La Science Illustrée N° 586, 18 Février 1899
Samedi 28 février 2009

L’art de l’ivoirier qui, au moyen âge, était presque entièrement consacré à l’interprétation des scènes religieuses, s’attaque dès le début de la Renaissance, à des sujets plus variés. Des motifs gracieux, des épisodes guerriers sont fréquemment reproduits par les artistes du XVIe siècle.

Les ivoiriers flamands, Copé Fiammingo, François Duquesnoy, Van Bossiut, sculptent des personnages bien en chair, au visage calme, différant profondément des œuvres italiennes et françaises de la même époque aux draperies raides, aux muscles saillants sur des membres maigres.

Copé, qui vivait au XVIe siècle, a laissé surtout des aiguières et des bassins avec des bas-reliefs et des figurines en ronde-bosse. On conserve dans un musée d’Allemagne, la Grüne-Gewolbe, une aiguière de Copé, de forme très gracieuse, prise dans une énorme corne de cerf.
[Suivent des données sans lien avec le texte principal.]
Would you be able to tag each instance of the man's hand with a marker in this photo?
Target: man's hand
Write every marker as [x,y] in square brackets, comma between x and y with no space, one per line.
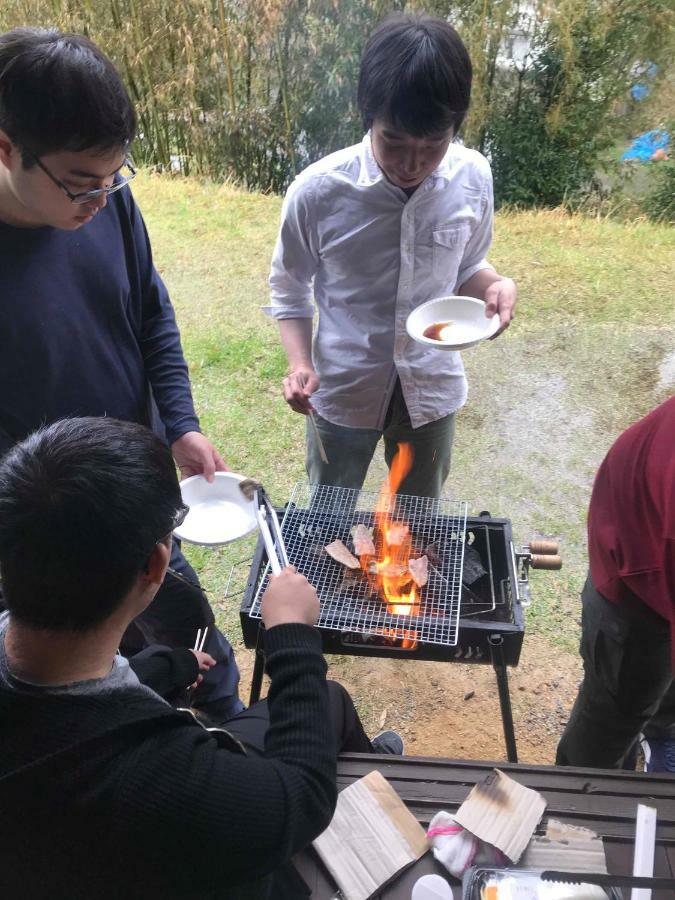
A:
[289,599]
[195,455]
[500,297]
[299,386]
[206,662]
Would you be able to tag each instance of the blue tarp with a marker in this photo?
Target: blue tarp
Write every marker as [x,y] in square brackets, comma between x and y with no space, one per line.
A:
[643,147]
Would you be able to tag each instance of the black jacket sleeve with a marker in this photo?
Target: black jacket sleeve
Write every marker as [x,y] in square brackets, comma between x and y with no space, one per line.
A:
[158,335]
[236,817]
[164,670]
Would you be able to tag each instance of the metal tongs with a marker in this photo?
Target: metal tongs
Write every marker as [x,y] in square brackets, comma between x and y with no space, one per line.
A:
[268,523]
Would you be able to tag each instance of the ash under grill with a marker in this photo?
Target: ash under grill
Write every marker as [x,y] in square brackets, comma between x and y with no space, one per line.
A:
[317,515]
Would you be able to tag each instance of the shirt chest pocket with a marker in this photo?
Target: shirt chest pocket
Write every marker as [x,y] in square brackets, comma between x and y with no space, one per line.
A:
[448,246]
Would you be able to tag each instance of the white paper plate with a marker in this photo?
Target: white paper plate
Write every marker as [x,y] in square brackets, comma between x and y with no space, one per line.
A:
[467,315]
[219,512]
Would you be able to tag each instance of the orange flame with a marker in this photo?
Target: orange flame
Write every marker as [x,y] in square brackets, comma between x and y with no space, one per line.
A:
[389,573]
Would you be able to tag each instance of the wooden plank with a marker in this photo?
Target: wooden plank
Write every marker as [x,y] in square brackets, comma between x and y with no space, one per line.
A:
[558,803]
[586,781]
[621,829]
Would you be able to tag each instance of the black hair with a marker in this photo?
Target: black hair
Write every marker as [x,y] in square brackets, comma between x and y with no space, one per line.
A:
[415,75]
[60,92]
[83,502]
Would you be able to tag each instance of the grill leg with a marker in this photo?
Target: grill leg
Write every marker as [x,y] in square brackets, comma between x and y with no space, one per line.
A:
[496,642]
[258,670]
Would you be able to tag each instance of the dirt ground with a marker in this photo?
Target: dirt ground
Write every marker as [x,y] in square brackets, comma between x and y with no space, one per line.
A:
[452,709]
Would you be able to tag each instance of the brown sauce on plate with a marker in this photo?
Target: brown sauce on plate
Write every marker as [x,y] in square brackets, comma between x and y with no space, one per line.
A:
[433,332]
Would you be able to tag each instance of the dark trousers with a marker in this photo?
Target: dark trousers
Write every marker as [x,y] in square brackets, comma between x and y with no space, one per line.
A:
[628,684]
[250,726]
[173,618]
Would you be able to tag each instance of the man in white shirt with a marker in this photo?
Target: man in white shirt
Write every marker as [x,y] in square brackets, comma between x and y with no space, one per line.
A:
[368,234]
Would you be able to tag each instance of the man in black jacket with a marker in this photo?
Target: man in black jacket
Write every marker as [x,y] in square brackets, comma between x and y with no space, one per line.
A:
[106,791]
[87,326]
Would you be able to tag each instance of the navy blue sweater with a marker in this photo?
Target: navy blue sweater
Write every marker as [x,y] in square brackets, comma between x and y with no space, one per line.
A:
[87,327]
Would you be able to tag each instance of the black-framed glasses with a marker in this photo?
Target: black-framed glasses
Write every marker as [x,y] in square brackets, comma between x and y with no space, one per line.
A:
[86,196]
[179,516]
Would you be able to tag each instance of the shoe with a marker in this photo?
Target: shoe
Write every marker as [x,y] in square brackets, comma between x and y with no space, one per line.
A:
[659,754]
[388,742]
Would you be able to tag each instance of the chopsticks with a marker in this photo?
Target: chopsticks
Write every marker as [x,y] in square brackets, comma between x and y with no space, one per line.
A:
[201,639]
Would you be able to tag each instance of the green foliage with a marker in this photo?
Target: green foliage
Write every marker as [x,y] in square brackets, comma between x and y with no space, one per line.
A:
[659,204]
[254,90]
[546,120]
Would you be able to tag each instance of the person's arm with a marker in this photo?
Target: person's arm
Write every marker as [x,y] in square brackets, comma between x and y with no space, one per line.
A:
[476,277]
[162,352]
[302,380]
[498,292]
[167,671]
[294,264]
[235,817]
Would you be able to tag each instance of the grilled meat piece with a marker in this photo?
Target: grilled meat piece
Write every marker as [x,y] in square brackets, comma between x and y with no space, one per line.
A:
[363,540]
[341,554]
[419,569]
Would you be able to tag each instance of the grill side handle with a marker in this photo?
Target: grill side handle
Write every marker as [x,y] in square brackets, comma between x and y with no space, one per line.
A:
[536,555]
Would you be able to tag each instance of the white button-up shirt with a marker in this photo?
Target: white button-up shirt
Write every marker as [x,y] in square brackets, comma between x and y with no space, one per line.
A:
[366,255]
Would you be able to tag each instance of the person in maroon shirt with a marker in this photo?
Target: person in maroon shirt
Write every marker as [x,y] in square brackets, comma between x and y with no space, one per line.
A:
[628,615]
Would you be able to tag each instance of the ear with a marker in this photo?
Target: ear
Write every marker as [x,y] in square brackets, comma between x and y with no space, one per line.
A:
[157,563]
[9,153]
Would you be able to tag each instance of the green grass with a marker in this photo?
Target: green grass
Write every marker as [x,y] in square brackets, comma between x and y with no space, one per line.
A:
[596,320]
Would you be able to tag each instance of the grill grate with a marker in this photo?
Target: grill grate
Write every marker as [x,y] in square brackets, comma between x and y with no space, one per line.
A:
[319,514]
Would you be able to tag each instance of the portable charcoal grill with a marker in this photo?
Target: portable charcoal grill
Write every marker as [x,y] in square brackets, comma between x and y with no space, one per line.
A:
[471,609]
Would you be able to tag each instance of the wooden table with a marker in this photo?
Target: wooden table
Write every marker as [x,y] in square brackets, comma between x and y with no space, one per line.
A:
[604,801]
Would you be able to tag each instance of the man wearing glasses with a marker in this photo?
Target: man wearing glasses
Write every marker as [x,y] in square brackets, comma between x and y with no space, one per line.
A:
[87,325]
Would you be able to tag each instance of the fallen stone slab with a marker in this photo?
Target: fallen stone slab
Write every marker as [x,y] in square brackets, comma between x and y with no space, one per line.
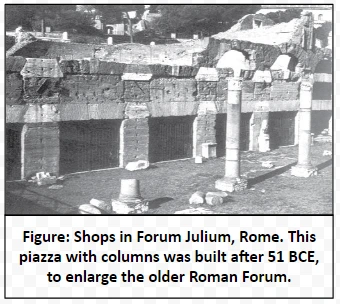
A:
[268,164]
[199,210]
[106,207]
[137,165]
[88,209]
[197,198]
[55,187]
[216,198]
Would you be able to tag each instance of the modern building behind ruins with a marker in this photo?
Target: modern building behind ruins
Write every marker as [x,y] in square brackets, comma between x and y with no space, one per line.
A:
[65,116]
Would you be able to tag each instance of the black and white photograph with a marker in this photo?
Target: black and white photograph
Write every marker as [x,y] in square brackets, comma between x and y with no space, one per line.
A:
[168,109]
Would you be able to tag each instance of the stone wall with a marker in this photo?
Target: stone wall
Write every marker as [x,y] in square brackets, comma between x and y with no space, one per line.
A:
[80,90]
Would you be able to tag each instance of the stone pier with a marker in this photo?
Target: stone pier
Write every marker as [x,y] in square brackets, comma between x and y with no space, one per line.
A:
[232,180]
[304,168]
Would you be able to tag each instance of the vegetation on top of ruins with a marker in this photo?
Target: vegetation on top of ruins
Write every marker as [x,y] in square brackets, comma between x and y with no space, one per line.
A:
[284,16]
[187,20]
[58,17]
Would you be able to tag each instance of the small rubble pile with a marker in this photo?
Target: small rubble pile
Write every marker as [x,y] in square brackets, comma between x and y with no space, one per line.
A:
[43,178]
[129,201]
[210,198]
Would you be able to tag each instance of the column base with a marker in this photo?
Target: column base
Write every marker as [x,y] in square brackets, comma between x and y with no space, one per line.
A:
[231,184]
[139,206]
[304,171]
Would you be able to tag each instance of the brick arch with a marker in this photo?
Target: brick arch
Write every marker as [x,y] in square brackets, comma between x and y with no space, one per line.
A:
[235,60]
[307,59]
[324,66]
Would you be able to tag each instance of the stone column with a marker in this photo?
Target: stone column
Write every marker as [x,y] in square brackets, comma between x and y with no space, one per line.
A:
[330,127]
[304,167]
[232,181]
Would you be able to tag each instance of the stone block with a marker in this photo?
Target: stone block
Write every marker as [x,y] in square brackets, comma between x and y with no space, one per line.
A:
[262,76]
[130,208]
[15,63]
[88,209]
[207,74]
[101,205]
[197,198]
[138,165]
[231,184]
[209,150]
[216,198]
[304,171]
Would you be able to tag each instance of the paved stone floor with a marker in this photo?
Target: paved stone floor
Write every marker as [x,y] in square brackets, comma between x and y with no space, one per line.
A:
[169,185]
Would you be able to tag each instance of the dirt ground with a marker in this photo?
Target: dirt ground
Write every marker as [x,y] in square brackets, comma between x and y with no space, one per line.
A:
[169,185]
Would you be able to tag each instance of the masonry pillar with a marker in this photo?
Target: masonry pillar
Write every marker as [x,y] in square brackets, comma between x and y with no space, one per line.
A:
[232,180]
[259,137]
[40,149]
[304,167]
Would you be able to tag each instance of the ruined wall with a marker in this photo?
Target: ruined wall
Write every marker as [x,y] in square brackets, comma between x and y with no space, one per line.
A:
[43,94]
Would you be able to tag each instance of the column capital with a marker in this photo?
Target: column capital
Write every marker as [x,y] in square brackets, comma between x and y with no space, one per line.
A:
[234,84]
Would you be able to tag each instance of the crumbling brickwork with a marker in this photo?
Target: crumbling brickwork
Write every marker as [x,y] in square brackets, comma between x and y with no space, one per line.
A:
[136,91]
[172,89]
[92,89]
[207,90]
[14,87]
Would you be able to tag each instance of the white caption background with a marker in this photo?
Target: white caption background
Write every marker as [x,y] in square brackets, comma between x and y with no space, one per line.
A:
[307,279]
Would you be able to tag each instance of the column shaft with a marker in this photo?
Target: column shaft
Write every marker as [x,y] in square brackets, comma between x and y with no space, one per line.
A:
[304,167]
[232,180]
[232,164]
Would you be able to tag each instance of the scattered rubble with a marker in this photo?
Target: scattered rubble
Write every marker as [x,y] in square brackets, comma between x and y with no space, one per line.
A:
[216,198]
[55,187]
[101,205]
[268,164]
[43,178]
[199,210]
[88,209]
[197,198]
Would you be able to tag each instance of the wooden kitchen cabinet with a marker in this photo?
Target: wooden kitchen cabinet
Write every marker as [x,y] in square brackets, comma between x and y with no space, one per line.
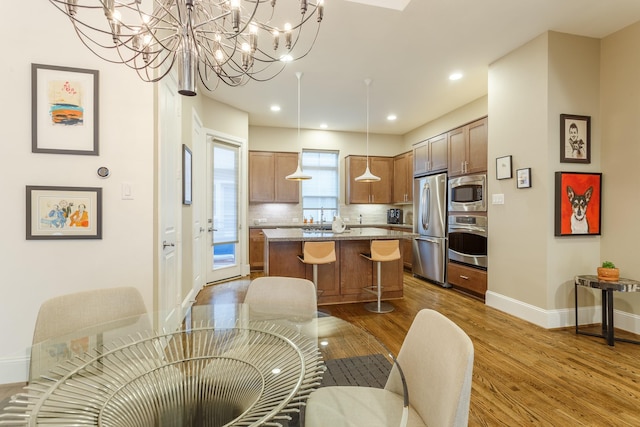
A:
[267,182]
[403,178]
[256,249]
[467,279]
[468,149]
[407,248]
[379,192]
[430,155]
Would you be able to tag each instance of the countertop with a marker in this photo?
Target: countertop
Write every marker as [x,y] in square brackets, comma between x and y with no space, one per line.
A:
[355,233]
[327,225]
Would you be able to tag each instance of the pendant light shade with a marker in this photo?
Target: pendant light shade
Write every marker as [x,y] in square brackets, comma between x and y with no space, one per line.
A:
[298,175]
[367,176]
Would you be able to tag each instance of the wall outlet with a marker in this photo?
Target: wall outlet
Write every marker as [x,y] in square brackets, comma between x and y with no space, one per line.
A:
[498,199]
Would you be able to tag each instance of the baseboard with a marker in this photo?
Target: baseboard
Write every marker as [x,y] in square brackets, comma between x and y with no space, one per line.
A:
[14,370]
[562,318]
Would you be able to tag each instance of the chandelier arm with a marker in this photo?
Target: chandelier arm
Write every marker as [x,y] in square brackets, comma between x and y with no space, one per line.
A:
[196,35]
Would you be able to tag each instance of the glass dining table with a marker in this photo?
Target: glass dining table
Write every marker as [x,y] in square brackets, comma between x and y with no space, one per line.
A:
[225,365]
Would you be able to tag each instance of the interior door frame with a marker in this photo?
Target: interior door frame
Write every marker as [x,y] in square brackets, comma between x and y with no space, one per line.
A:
[243,239]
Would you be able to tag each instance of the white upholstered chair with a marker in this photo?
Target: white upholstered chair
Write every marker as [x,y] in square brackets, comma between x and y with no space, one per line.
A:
[437,361]
[291,301]
[67,314]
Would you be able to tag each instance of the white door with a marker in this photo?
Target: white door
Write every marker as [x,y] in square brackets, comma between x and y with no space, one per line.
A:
[170,199]
[198,142]
[223,210]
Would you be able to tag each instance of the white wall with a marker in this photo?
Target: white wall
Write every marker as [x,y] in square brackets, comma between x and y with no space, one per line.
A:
[35,270]
[530,270]
[620,71]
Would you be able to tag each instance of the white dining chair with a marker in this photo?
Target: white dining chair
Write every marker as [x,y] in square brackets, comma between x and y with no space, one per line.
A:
[437,361]
[77,312]
[289,301]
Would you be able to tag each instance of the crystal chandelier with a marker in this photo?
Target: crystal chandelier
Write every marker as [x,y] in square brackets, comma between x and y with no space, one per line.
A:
[229,41]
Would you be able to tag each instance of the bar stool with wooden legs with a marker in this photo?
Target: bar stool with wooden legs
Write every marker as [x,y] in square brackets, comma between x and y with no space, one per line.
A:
[317,253]
[381,251]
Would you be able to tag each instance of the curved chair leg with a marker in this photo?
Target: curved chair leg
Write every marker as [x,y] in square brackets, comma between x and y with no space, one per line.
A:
[379,306]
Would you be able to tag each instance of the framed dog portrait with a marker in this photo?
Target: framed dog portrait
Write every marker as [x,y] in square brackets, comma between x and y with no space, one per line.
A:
[575,139]
[578,203]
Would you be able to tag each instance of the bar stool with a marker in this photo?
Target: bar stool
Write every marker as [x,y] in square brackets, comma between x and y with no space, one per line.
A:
[317,253]
[381,251]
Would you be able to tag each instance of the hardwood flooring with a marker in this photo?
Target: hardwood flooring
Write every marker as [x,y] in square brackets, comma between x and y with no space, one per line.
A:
[523,374]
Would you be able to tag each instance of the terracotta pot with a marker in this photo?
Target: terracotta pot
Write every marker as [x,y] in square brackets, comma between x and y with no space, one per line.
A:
[608,274]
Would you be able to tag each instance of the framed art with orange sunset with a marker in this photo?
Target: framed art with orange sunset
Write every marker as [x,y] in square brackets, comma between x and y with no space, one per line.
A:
[578,204]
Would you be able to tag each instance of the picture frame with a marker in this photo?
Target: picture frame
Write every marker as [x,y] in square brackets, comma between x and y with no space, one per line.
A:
[63,213]
[503,167]
[187,175]
[64,110]
[575,138]
[578,204]
[523,178]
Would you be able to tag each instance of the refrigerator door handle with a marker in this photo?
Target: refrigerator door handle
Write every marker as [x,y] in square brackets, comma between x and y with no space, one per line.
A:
[434,241]
[424,201]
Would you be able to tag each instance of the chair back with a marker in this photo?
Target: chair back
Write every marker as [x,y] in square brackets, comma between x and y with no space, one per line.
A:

Duquesnoy (1594-1646) excellait dans les figures d’enfant, sculptées en figurines ou en bas relief.

En Allemagne, les ivoiriers de talent abondent : Beham (1500 - 1550), élève d’Albert Dürer, a sculpté de petites pièces fort recherchées aujourd’hui. Le bas relief que nous reproduisons et qui représente un combat est conservé au musée de Cluny ; il a 8 centimètres de long.

Daebler, qui vivait à la fin du XVIIe siècle, est célèbre surtout par ses pommes de cannes formées presque toujours de groupes d’enfants et d’animaux. La Kunst-kammer de Berlin possède de lui une pomme de canne exécutée en 1690, pour l’électeur Frédéric III.

Strauss a sculpté des crucifix remarquables par leurs dimensions. Troger, qui vivait aussi au XVIIIe siècle, fit des groupes de personnages de grandes proportions. Il employait pour la même figure plusieurs morceaux d’ivoire qu’il réunissait à raide de draperies et d’accessoires de bois brun.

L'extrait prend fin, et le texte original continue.